Loop Nest 16 shows the result of applying this compound transformation to Loop Nest 15, under the assumption that references to ZU and ZV belong to different reference groups.

The first two steps of this compound transformation are always legal. These two steps alone are sufficient for preventing false sharing. However, unless the third step can also be applied, we are trading false sharing for "true" sharing, namely the introduction of additional synchronization. The third step is only legal when there are no fusion-preventing flow or anti dependences [BGM95]. For this work, we decided only to prevent page-level sharing when we could do so without introducing additional synchronization overhead.

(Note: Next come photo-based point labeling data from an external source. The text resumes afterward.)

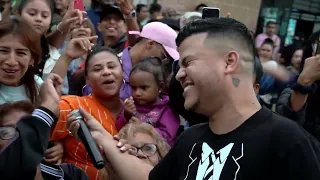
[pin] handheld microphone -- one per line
(88, 142)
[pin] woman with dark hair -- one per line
(38, 14)
(103, 72)
(301, 101)
(19, 54)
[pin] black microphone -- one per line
(88, 142)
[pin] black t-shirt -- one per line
(266, 146)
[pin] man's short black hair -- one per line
(155, 8)
(200, 6)
(140, 6)
(270, 23)
(225, 33)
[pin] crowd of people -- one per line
(164, 95)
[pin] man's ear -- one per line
(232, 61)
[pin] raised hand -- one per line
(126, 6)
(78, 47)
(129, 108)
(311, 70)
(72, 16)
(50, 92)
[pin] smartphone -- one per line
(210, 12)
(78, 4)
(318, 46)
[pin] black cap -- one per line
(112, 9)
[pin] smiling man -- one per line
(242, 139)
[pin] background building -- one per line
(295, 18)
(246, 11)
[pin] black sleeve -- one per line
(24, 153)
(303, 160)
(167, 167)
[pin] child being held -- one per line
(148, 103)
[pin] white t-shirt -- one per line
(14, 94)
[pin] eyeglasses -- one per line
(7, 133)
(147, 149)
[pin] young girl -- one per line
(38, 14)
(148, 104)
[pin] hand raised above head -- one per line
(71, 17)
(78, 47)
(50, 92)
(311, 70)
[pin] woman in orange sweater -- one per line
(104, 74)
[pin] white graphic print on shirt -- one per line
(212, 163)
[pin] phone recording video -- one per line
(210, 12)
(78, 4)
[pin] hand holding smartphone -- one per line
(78, 4)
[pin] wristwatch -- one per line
(131, 15)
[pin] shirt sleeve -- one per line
(168, 125)
(121, 120)
(26, 150)
(302, 161)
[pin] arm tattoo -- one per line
(235, 82)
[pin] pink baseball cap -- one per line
(162, 34)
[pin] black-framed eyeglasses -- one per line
(7, 132)
(147, 149)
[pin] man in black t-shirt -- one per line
(242, 140)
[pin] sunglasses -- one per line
(7, 133)
(147, 149)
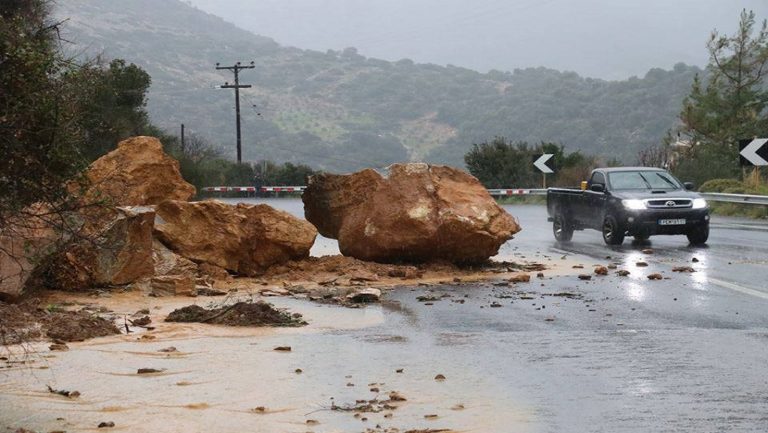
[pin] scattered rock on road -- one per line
(683, 269)
(601, 270)
(238, 314)
(364, 296)
(520, 278)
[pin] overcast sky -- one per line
(611, 39)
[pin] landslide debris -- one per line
(28, 321)
(244, 239)
(417, 212)
(238, 314)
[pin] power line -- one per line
(236, 68)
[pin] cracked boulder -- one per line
(244, 239)
(416, 212)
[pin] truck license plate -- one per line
(672, 222)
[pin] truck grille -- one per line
(669, 203)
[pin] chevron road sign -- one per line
(753, 152)
(544, 164)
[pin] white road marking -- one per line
(738, 288)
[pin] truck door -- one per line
(595, 202)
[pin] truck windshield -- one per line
(643, 180)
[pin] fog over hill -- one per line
(342, 110)
(610, 39)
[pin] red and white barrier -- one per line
(494, 192)
(253, 189)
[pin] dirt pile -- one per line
(245, 239)
(28, 321)
(23, 242)
(238, 314)
(418, 212)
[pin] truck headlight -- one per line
(633, 204)
(699, 203)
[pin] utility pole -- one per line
(236, 68)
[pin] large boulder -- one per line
(120, 253)
(245, 239)
(418, 212)
(137, 173)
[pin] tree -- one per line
(501, 164)
(113, 104)
(40, 137)
(729, 103)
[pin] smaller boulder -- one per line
(173, 285)
(364, 296)
(121, 253)
(244, 239)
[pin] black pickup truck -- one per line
(634, 201)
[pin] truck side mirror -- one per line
(597, 187)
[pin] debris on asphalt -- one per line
(64, 393)
(238, 314)
(364, 296)
(520, 278)
(149, 370)
(683, 269)
(601, 270)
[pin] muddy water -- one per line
(220, 375)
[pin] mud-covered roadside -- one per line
(34, 320)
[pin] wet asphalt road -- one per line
(688, 353)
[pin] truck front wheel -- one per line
(699, 235)
(561, 228)
(613, 234)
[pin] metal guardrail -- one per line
(503, 192)
(516, 191)
(735, 198)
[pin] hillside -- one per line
(341, 110)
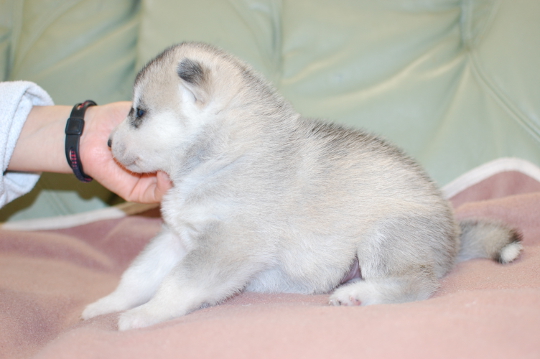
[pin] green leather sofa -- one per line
(456, 83)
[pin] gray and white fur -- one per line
(266, 200)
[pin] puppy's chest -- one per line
(189, 211)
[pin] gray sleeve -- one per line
(16, 100)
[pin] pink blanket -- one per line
(483, 309)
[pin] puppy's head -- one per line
(175, 96)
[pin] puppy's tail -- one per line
(488, 239)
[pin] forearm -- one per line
(40, 147)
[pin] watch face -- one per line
(74, 126)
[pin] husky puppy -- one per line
(266, 200)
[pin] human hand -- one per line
(99, 163)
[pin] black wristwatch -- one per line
(74, 128)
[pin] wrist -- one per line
(40, 147)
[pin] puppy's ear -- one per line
(195, 79)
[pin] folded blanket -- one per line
(483, 309)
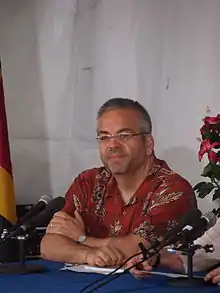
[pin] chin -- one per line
(118, 171)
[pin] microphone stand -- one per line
(22, 267)
(190, 280)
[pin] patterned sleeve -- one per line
(79, 192)
(163, 208)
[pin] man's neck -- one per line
(129, 183)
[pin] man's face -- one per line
(122, 154)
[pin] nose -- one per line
(114, 142)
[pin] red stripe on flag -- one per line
(5, 159)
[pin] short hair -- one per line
(125, 103)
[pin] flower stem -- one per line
(216, 182)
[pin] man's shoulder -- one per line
(166, 173)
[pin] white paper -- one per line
(90, 269)
(172, 275)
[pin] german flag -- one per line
(7, 198)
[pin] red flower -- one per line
(212, 120)
(213, 158)
(206, 147)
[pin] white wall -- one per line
(62, 59)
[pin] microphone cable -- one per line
(102, 279)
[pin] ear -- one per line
(149, 140)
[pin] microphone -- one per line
(194, 231)
(188, 219)
(36, 209)
(54, 206)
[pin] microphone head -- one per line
(187, 219)
(51, 208)
(46, 198)
(210, 218)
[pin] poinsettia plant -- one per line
(210, 146)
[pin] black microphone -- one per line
(188, 219)
(194, 231)
(54, 206)
(36, 209)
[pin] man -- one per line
(202, 261)
(134, 198)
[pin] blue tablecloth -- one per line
(55, 281)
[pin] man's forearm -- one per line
(171, 261)
(63, 249)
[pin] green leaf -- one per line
(216, 171)
(216, 194)
(208, 170)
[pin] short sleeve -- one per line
(167, 205)
(79, 193)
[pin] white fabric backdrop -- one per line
(62, 59)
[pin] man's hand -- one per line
(213, 276)
(141, 271)
(104, 256)
(64, 224)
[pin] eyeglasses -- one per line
(119, 137)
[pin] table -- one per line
(56, 281)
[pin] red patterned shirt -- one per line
(160, 201)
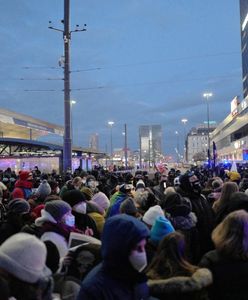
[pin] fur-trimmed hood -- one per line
(181, 284)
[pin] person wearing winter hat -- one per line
(78, 204)
(23, 186)
(128, 207)
(87, 193)
(118, 197)
(15, 219)
(102, 201)
(23, 263)
(160, 229)
(75, 183)
(151, 214)
(98, 206)
(179, 211)
(234, 176)
(140, 185)
(56, 223)
(119, 276)
(43, 190)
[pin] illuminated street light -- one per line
(207, 96)
(184, 121)
(111, 123)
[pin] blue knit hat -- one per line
(160, 229)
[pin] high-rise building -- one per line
(197, 143)
(94, 141)
(244, 43)
(150, 142)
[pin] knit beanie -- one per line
(176, 205)
(57, 209)
(23, 175)
(44, 189)
(140, 185)
(152, 213)
(87, 193)
(24, 256)
(19, 206)
(128, 207)
(234, 176)
(217, 184)
(101, 200)
(73, 197)
(160, 229)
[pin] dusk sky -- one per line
(140, 62)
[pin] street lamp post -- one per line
(177, 134)
(207, 96)
(184, 121)
(72, 103)
(111, 123)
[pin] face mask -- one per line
(80, 208)
(138, 260)
(196, 186)
(70, 220)
(92, 184)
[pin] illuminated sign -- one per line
(234, 106)
(245, 22)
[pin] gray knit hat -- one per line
(128, 207)
(19, 206)
(44, 189)
(24, 256)
(57, 208)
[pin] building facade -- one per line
(231, 135)
(94, 142)
(244, 43)
(150, 143)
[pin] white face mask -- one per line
(69, 220)
(80, 207)
(92, 184)
(138, 260)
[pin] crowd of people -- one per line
(106, 235)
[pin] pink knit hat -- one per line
(101, 200)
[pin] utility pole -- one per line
(67, 146)
(125, 151)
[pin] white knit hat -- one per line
(44, 189)
(152, 213)
(24, 256)
(101, 200)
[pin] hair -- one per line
(77, 180)
(230, 237)
(227, 190)
(170, 260)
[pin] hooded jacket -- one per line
(115, 278)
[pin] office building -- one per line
(150, 143)
(244, 43)
(94, 141)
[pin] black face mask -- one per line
(196, 186)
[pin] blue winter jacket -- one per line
(115, 278)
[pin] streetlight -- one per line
(72, 102)
(207, 96)
(184, 121)
(124, 133)
(177, 134)
(111, 123)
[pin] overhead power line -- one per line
(136, 84)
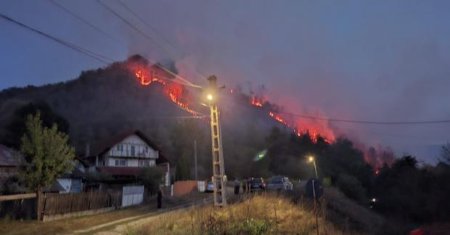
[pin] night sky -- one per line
(359, 60)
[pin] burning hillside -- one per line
(314, 128)
(155, 74)
(179, 95)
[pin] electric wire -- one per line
(128, 23)
(89, 53)
(143, 21)
(421, 122)
(81, 19)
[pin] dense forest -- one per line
(110, 100)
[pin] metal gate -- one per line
(132, 195)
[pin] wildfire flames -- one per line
(299, 127)
(177, 93)
(174, 91)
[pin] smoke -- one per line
(318, 59)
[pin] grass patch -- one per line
(261, 214)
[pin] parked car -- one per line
(279, 183)
(256, 184)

When the third step is not legal, another alternative exists: we can prevent page-level sharing completely within some reference group. For the other reference groups, we can reduce the number of page migrations that page-level sharing causes by combining this approach with our ping-pong reduction transformation

described in [BGM94]. This hybrid strategy has been shown to work well in practice [BGM94].

# 8 Experimental Results

FS-OPT has been implemented in the Fortran-S compiler [BKP93], which generates code that runs on the iPSC/2 under the KOAN SVM [LP92]. The KOAN SVM system is embedded in the operating system of the iPSC/2. Pages of size 4 KB are physically distributed across processors' local memories. KOAN uses a distributed-manager algorithm based on [Li86], with an invalidation-based protocol that ensures that the shared memory is coherent at all times [CF78]. Under this protocol, pages can have one of three access modes: read-only, write-exclusive and invalid. Multiple copies of a page are permitted only when all copies are in read-only mode. When a processor needs to write to a page and either has a read-only copy or no copy at all, the processor must send a message to the page's manager requesting write-exclusive access. Once all other copies of that page are invalidated, a write-exclusive copy is sent to the requesting processor, which can then proceed with its write.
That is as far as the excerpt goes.